It establishes itself right away as taking place in Swartzwelder's dime-store novel universe: After some outlaws rob a bank in Abilene, Texas, the leader of the gang kills the marshal and his followers all take turns shooting the corpse for no reason. The mayor (Brian Doyle-Murray) decides to replace the deceased lawman with Pistol Pete (Stephen Kearney), an actor who plays a dime-store novel gunslinger in a New York stage show. And in keeping with Swartzwelder tradition, he's also the dumbest person alive.
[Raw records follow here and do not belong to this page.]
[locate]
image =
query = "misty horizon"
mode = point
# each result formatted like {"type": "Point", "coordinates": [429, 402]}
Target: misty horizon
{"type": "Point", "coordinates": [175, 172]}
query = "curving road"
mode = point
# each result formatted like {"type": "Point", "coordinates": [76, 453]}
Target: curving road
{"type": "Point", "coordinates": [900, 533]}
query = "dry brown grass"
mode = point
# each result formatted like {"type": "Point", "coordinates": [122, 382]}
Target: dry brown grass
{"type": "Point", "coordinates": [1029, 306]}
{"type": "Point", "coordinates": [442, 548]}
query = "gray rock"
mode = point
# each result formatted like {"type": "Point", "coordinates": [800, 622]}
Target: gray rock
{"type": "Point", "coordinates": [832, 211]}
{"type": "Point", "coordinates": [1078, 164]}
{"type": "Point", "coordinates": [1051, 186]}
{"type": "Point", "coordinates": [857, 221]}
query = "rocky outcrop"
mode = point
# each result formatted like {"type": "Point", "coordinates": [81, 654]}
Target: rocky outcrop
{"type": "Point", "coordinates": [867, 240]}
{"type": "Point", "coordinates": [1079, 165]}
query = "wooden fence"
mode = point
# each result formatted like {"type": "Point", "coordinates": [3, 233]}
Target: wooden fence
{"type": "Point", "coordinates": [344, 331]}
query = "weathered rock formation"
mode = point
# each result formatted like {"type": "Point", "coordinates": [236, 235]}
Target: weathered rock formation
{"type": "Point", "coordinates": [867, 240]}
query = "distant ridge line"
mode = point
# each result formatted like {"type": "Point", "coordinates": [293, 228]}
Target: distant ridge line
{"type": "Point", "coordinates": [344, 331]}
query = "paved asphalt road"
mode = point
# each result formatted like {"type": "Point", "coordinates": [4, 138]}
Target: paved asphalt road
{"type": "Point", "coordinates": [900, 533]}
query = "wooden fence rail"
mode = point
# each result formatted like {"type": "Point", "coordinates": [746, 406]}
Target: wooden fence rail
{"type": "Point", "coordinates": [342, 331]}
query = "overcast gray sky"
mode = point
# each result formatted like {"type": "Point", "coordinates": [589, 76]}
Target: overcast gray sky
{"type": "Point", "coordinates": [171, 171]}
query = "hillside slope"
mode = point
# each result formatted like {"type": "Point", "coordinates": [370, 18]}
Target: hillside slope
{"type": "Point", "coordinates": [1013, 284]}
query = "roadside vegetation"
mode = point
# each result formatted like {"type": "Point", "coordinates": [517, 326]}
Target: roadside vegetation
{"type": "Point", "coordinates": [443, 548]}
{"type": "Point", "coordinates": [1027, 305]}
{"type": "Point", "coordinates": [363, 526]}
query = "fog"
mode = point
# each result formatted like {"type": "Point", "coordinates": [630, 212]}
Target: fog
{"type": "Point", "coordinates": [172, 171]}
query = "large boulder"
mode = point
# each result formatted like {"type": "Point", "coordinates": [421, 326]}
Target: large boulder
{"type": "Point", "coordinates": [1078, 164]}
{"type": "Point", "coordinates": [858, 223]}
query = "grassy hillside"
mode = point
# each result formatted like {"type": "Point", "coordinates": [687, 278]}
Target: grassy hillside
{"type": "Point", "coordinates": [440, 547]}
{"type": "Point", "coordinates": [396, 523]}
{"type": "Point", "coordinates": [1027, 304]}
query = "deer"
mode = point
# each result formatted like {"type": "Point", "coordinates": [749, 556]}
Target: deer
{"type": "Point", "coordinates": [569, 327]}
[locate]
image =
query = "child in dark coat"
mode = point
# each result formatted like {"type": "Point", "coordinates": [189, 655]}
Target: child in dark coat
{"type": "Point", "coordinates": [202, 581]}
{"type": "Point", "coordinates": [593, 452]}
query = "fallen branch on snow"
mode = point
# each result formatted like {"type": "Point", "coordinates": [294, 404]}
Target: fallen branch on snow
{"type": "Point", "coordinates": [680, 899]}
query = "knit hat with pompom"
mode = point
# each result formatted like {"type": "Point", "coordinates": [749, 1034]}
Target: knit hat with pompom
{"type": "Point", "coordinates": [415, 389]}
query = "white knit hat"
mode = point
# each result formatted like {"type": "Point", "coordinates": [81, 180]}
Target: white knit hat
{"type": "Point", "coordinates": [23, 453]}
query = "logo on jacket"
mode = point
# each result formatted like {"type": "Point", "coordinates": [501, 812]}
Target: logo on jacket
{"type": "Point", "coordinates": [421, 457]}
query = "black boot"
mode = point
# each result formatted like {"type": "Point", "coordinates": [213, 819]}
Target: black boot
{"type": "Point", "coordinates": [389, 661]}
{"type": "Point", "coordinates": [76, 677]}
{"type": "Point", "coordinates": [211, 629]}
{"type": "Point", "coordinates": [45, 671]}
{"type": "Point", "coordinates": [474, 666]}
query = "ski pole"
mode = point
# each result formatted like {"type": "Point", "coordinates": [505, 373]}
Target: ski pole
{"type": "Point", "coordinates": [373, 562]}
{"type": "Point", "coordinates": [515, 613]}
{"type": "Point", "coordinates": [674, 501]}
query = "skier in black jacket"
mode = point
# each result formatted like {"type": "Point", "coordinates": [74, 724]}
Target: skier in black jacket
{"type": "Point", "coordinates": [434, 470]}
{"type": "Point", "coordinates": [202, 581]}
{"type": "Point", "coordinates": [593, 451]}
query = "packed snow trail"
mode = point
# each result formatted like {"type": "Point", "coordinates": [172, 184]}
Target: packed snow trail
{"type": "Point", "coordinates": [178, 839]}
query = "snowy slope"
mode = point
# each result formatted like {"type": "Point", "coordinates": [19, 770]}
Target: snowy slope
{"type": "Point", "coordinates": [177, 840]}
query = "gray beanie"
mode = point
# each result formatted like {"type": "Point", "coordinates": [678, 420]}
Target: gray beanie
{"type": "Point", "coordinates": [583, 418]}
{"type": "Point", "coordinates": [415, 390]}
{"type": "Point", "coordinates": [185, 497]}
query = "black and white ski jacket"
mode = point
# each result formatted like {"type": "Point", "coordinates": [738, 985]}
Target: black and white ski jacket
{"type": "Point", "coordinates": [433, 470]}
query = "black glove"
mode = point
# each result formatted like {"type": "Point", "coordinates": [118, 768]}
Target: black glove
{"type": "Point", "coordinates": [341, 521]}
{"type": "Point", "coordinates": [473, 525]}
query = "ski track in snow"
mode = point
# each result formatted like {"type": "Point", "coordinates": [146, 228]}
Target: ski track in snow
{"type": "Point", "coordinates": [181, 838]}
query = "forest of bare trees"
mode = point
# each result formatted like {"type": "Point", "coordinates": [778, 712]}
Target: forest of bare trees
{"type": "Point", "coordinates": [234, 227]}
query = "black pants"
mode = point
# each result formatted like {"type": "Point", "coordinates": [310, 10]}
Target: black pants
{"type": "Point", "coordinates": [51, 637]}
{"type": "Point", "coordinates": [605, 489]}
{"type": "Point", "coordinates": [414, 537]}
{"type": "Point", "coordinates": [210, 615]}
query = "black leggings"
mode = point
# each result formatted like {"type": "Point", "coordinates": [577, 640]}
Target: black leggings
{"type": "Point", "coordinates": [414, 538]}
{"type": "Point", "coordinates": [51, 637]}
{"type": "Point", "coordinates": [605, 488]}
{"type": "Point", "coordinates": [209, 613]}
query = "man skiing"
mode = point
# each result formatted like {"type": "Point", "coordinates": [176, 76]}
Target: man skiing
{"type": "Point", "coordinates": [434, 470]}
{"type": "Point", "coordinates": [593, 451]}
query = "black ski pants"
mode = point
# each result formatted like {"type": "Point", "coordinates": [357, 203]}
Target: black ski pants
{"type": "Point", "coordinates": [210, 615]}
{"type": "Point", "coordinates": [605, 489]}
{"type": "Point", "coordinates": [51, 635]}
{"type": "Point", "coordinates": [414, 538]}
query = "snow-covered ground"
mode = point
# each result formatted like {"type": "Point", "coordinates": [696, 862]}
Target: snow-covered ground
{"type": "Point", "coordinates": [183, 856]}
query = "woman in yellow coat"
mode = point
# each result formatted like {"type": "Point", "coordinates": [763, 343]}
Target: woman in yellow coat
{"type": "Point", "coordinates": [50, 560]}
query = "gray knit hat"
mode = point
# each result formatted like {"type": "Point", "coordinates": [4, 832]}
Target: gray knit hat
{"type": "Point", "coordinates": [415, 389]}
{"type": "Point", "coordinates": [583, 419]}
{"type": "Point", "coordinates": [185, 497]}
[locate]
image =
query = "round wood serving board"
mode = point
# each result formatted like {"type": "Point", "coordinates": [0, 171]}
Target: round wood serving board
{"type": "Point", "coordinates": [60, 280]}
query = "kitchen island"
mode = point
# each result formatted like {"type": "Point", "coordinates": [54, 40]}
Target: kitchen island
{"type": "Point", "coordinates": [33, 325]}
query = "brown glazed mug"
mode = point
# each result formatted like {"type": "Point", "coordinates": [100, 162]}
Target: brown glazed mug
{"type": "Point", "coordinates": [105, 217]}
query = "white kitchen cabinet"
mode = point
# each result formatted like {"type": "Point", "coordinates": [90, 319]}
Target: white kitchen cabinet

The obvious comparison point for the show is Blazing Saddles, but where that's a Mel Brooks movie that happens to be a Western, Pistol Pete is tonally closer to Support Your Local Sheriff!—an affectionate take on the genre made for an audience that's familiar with its quirks. Swartzwelder's commitment to authenticity meant using as many Gunsmokeveterans as possible behind the scenes. It was even directed by John Rich, who helmed 14 episodes of Gunsmoke. As a result, Pistol Pete doesn't look like a Western parody from 1996; it looks like a Western parody from 1976. It's a total anachronism. In other words, just like its author.

Kearney does a noble job as the lead—he's a blank slate, totally lacking in self-awareness—but his jokes were obviously funnier on paper. Worse, all of his lines sound like they'd play better coming out of Phil Hartman, who he almost seems to be imitating at points. When he says, "Good, this will give me a chance to clean up the whole Western frontier on my first day!" he doesn't give the line the pathological bombast it deserves. He's a Troy McClure imitator, and the show needs the real thing.

It's a refreshing curiosity regardless, like any comedy that predates the current hegemonic influence of Judd Apatow and Seth MacFarlane. Of course it doesn't soar to the impossible heights of any of Swartzwelder's Simpsons episodes, where he had the benefit of a perfect cast and art direction that was always in service to the writing, but it's a respectable live-action cartoon—it's the sort of thing that could never be made now, not even as a vanity project.

It's just good enough, in other words, to make you wish Swartzwelder could get creative free reign on cable someplace, like Chris Elliott got with Eagleheart. Not that he'd want to do anything other than write at the age of 63. He's likely happy wherever he is and whatever he's doing, even if we wish he'd reemerge.